欧米メディアと学界に潜む「真犯人」

日本のイメージを不当に貶めている最大の「真犯人」は、欧米のメディア空間と学術エコシステムに深く根付いたイデオロギー的な偏向である。日本を取材する国際特派員や、日本研究を専門とする学者の多くは、中道左派的なパラダイムに浸った欧米の大学の教育から輩出されている。

これらの環境において、アジア研究は頻繁にクリティカル・セオリー(批判理論)やポストコロニアリズムのレンズを通して濾過される。そこでは、現実的な国際関係論やハードな安全保障研究(軍事バランスや抑止力の分析など)よりも、権力力学、ジェンダーの不平等、マイノリティへの抑圧といった進歩的なテーマに対する批判が優先される。彼らは「親日派」であり、日本の伝統文化やポップカルチャー、洗練された都市生活を深く愛しているものの、その愛情は「平和で無害な日本」に向けられたものであり、国家として牙を持つ日本に対するものではない。

その結果、これらの卒業生がジャーナリズムの業界に入り、東京特派員として赴任すると、彼らは報道に影響を与える強力な制度的偏向を持ち込むことになる。彼らは社会階層を解体し、権力を批判する訓練は受けているが、インド太平洋の冷酷な安全保障の現実を分析する能力には欠けていることが多い。この学術的なパイプラインは、軍事力の強化が本質的かつ原則的な懐疑論をもって見られるフレームワークを作り出す。
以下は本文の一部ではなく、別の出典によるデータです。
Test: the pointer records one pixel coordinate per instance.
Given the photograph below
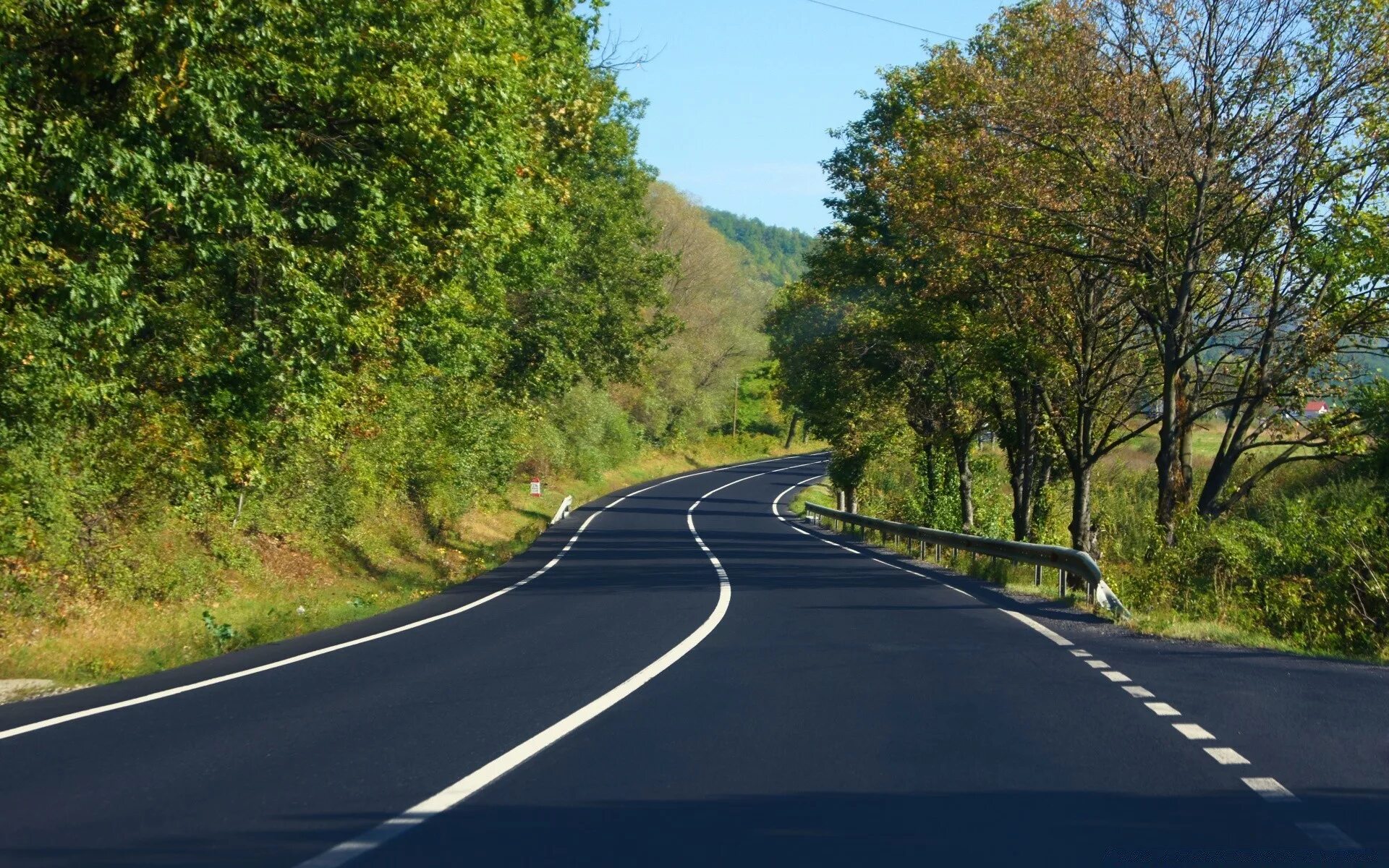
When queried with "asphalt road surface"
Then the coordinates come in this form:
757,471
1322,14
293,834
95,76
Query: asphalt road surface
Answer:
678,676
日本がますます敵対的になる近隣諸国から自国を防衛するために必要な措置を講じるとき、これらの学術的環境によって条件付けられたジャーナリストは、客観的な地政学的必要性からではなく、国内の「右翼ナショナリズムの台頭」というレンズを通してそのような政策を直感的に枠付けてしまうのだ。彼らにとって、日本の防衛費増額は「抑止力の構築」ではなく、「平和主義からの危険な逸脱」として映るのである。

【図表2】主要国の国防費の推移
出典=防衛省「令和6年版防衛白書

国内メディアと海外特派員の共鳴

さらに深刻なのは、この欧米特派員の偏向が、日本国内の特定の言論空間と結びつくことで生み出される「情報のロンダリング」構造である。これが、友好国において日本批判の論陣が張られる典型的なメカニズムである。

東京に駐在する外国人記者の多くは、言語の壁や取材網の限界から、日本の国内メディア(特に政府に批判的なリベラル系紙)や、英語で発信力のある特定の進歩的知識人、NGOに情報源を依存する傾向がある。日本の国内メディアが政権批判の文脈で「軍拡の懸念」「右傾化の足音」といった記事を書くと、海外特派員はそれを「日本国内での客観的な懸念の声」として拾い上げ、英語圏の文脈に合わせて翻訳・増幅し、ニューヨーク・タイムズやBBC、CBCといった権威あるメディアで報じる。

すると今度は、日本のメディアが「海外メディアも日本の右傾化に警鐘を鳴らしている」と逆輸入して報じるのである。この国内の政権批判と海外のイデオロギー的偏向が互いに引用し合う「共鳴室(エコーチェンバー)」こそが、日本の防衛正常化を「軍事化」というレッテルで固定化する真犯人なのだ。

戦略国際問題研究所(CSIS)のマイケル・グリーン博士や慶應義塾大学と地経学研究所の神保謙博士のような学者は、東京の防衛改革を推進する構造的な必要性を強調し、そうしたレッテルに対抗してきた。だが、残念ながら、彼らの現実主義的な分析は、前述の「共鳴室」が作り出すセンセーショナルなジャーナリズムにかき消されることが多い。この偏向は、日本の防衛姿勢の現実と、国際報道の警戒的なトーンとの間に持続的な断絶を生み出している。結果として、中国やロシアが展開する「日本脅威論」という偽情報キャンペーンの核心的な前提を、意図せずして友好国自らが正当化してしまっているのである。